Aging in place portends "silver tsunami" in housing market

For years it was a portrait of the American dream. Buy or rent a small home when you’re young, trade up to raise a family, then downsize for retirement. But a growing number of baby boomers are choosing to age in place.

Boomers, generally between the ages of 54 and 73, are working longer. About 20% of Americans 65 and older are working or looking for jobs, up from 12.1% in 1996, Labor Department figures show.

With seniors living and working longer, 52% of boomers say they never plan to move from their current home, according to a survey. Moreover, the shortage of less expensive smaller houses available across the country the trade-off becomes even less appealing

Ironically, this penchant for aging in place is likely exacerbating the shortage, as the result is fewer larger homes to choose from for those who might want to move up to the next tier!

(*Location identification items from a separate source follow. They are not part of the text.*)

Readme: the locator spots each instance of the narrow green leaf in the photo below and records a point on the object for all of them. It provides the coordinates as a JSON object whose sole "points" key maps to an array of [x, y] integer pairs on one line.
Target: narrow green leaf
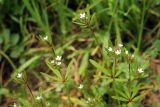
{"points": [[28, 63], [49, 77], [84, 64], [68, 70]]}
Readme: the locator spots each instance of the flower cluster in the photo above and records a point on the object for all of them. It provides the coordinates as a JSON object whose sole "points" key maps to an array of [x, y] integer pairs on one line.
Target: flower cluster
{"points": [[57, 60]]}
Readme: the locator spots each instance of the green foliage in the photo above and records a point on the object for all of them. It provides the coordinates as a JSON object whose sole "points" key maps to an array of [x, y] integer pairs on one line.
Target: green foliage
{"points": [[95, 70]]}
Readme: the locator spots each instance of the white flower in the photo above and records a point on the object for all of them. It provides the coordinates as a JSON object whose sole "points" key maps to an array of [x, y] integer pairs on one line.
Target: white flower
{"points": [[19, 75], [110, 49], [80, 86], [120, 45], [46, 38], [82, 15], [52, 61], [58, 58], [140, 70], [59, 63], [38, 98], [126, 52], [14, 105], [118, 52]]}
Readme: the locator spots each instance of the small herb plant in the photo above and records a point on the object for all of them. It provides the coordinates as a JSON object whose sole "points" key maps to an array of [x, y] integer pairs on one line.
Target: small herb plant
{"points": [[116, 79]]}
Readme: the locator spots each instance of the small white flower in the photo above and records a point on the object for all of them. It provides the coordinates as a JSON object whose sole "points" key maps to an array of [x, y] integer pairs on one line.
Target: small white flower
{"points": [[110, 49], [19, 75], [46, 38], [59, 63], [52, 62], [126, 52], [80, 86], [38, 98], [140, 70], [118, 52], [58, 58], [82, 15], [120, 45]]}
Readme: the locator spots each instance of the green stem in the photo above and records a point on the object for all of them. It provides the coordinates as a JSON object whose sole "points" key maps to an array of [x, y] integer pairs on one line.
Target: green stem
{"points": [[9, 60], [141, 28], [129, 81], [94, 35]]}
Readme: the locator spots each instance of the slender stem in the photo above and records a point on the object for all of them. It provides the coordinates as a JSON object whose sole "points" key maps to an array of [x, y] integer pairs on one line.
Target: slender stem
{"points": [[42, 103], [129, 81], [94, 35], [9, 60], [29, 89], [141, 28]]}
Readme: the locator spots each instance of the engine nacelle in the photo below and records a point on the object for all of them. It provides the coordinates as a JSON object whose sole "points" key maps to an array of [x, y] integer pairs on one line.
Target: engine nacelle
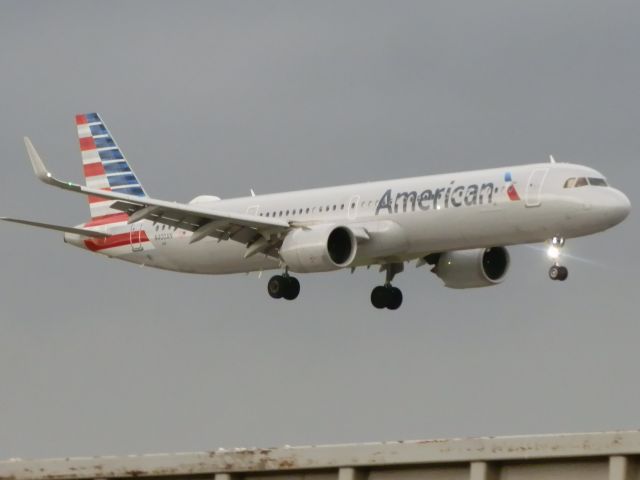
{"points": [[320, 248], [480, 267]]}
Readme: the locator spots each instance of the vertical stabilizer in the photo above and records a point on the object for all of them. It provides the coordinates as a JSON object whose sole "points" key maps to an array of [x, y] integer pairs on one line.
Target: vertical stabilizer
{"points": [[105, 167]]}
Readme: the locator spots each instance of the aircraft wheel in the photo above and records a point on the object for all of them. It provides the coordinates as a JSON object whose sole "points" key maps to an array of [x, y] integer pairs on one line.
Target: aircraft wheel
{"points": [[564, 273], [292, 289], [558, 273], [395, 299], [277, 286], [380, 297]]}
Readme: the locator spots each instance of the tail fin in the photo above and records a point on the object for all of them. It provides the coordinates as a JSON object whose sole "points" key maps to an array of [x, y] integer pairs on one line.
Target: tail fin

Many boomers have finally paid off their mortgages and don’t want to start making house payments again. With seniors' better health, they enjoy having a large house, available for visits from adult children and, eventually, grandchildren. Which of course makes outdoor amenities even more important.

But many experts believe boomers are simply delaying the inevitable. They're predicting as many as 900,000 mid-to-large size houses may hit the market by 2030. This "silver tsunami" couldn't come at a better time.

Even the youngest Millennials, the largest American generation ever, are growing up and forming families. Demand for housing is surging as the oldest are nearing the big 4-0!

Studies show this is an increasingly responsible group, and those with student loans are no worse at managing their debt than people without student loans. However, many in this age bracket still have strong misconceptions about credit scores and down payments, keeping them out of the homeownership game longer than necessary.

It's true, even with great interest rates, higher home prices make it very tough to put extra money aside to make a larger mortgage payment, along with more property taxes and higher utility costs. Prepared buyers also plan for maintenance and "unplanned" expenses, those bills that crop up at the most inopportune moments.

But don't forget - your credit eligibility is based on your entire financial picture - income, assets, debt-to-income ratio, credit history are all part of the equation.

In 2019, the National Association of Realtors found that the average down payment on a house or condo was just 12%. For first-time buyers, that number dropped to 6%. And many people put down much less.

Many federal and state down payment assistance (DPA) programs allow down payments as low as 3%.

And studies show Millennials are finding ways to buy. Since 2014, the millennial share of home purchases has risen from 30% to 37%.